In a letter to PNG's The National this week, there is a timely reminder not to let traditional crops languish in favour of newer, so-called 'better' varieties.
What dreadful catastrophe will occur if there’s a famine in a heavily populated area of PNG? The current situation in the Trobriands is a classic example of what happens when too many people meet too little food.
Here’s the letter, from Gene Drekeke
Iyovo, who happens to live, for the time being anyway, in
I REFER to the report ‘K5 million to revive potato industry’ (Sept 23). I have two main concerns with regard to potato. The first is it will replace all traditional starchy food sources like organic sweet potato, yam and taro.
A good example is the traditional sweet potato varieties in PNG are now extinct. These varieties were the best for many reasons. They were tolerant to drought, cold and heat, and it took between six and nine months to harvest.
Unfortunately, these varieties were wiped off by a new variety ‘three mun kaukau’, which can be harvested within three months as the name suggests. However, this variety is not tolerant to dry spells or cold and wet conditions.
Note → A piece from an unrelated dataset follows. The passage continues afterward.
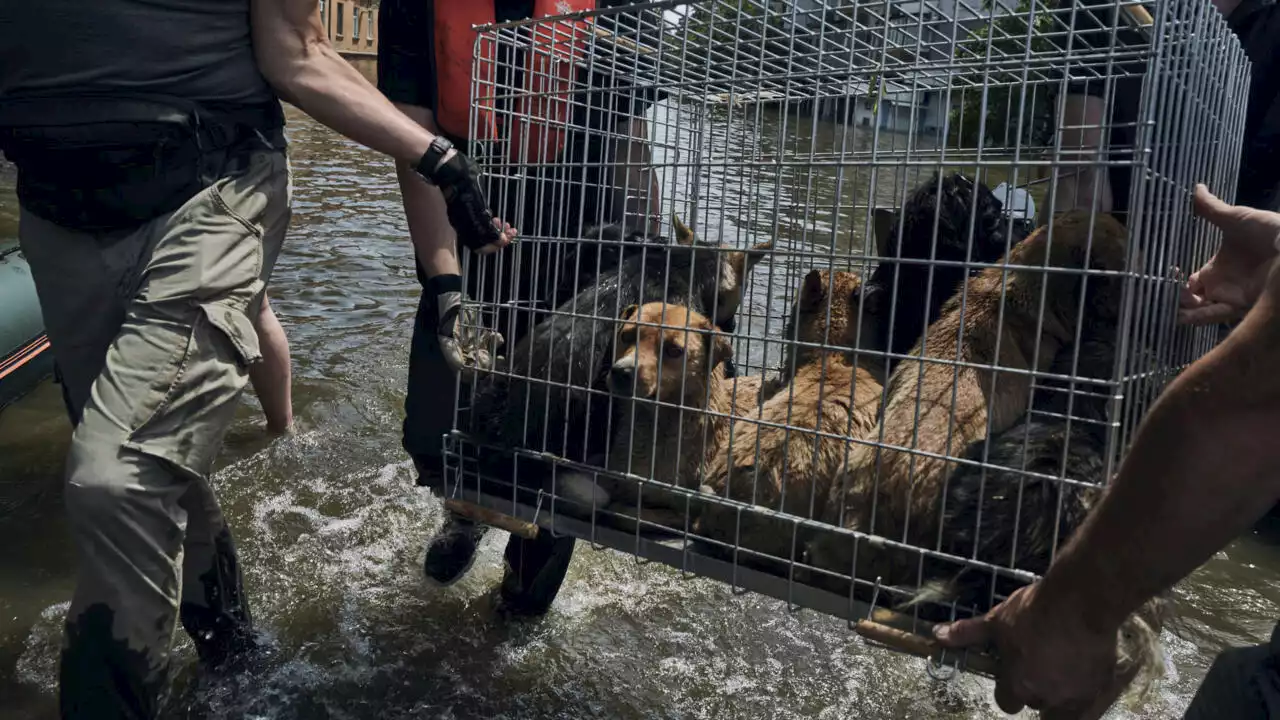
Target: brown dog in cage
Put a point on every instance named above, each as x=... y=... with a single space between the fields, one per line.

The other fear is potato itself. If the potato is genetically modified (GM) and needs fertiliser, then it would be a disaster. The GM crop will affect any plants in its surroundings by pollination, suppress plant health and divert microbe activities on land fertility.
The potato industry will serve foreign interest through fertiliser and pathology. Pathologists will design new diseases and spread them through potato seeds and then have you pay more for the cure you desperately need.
While you are in
the potato business, who is going to care for the sweet
potato, banana, yam and taro? The same applies to cabbage, broccoli, carrot, etc.
Farmers are not supposed to be led to believe that an artificial crop is their saviour. This does not mean potato is not a healthy industry. Today's technology and science have led to total manipulation of a crop in your garden.
Rather I would support traditional pest, disease, drought and dry resistant food crops handed down from my forefathers.
Well, I don’t know about the claim of deliberately introducing diseases, but the general point about relinquishing the old for the new without fully understanding the consequences seems fair. We need lapun didiman to comment here.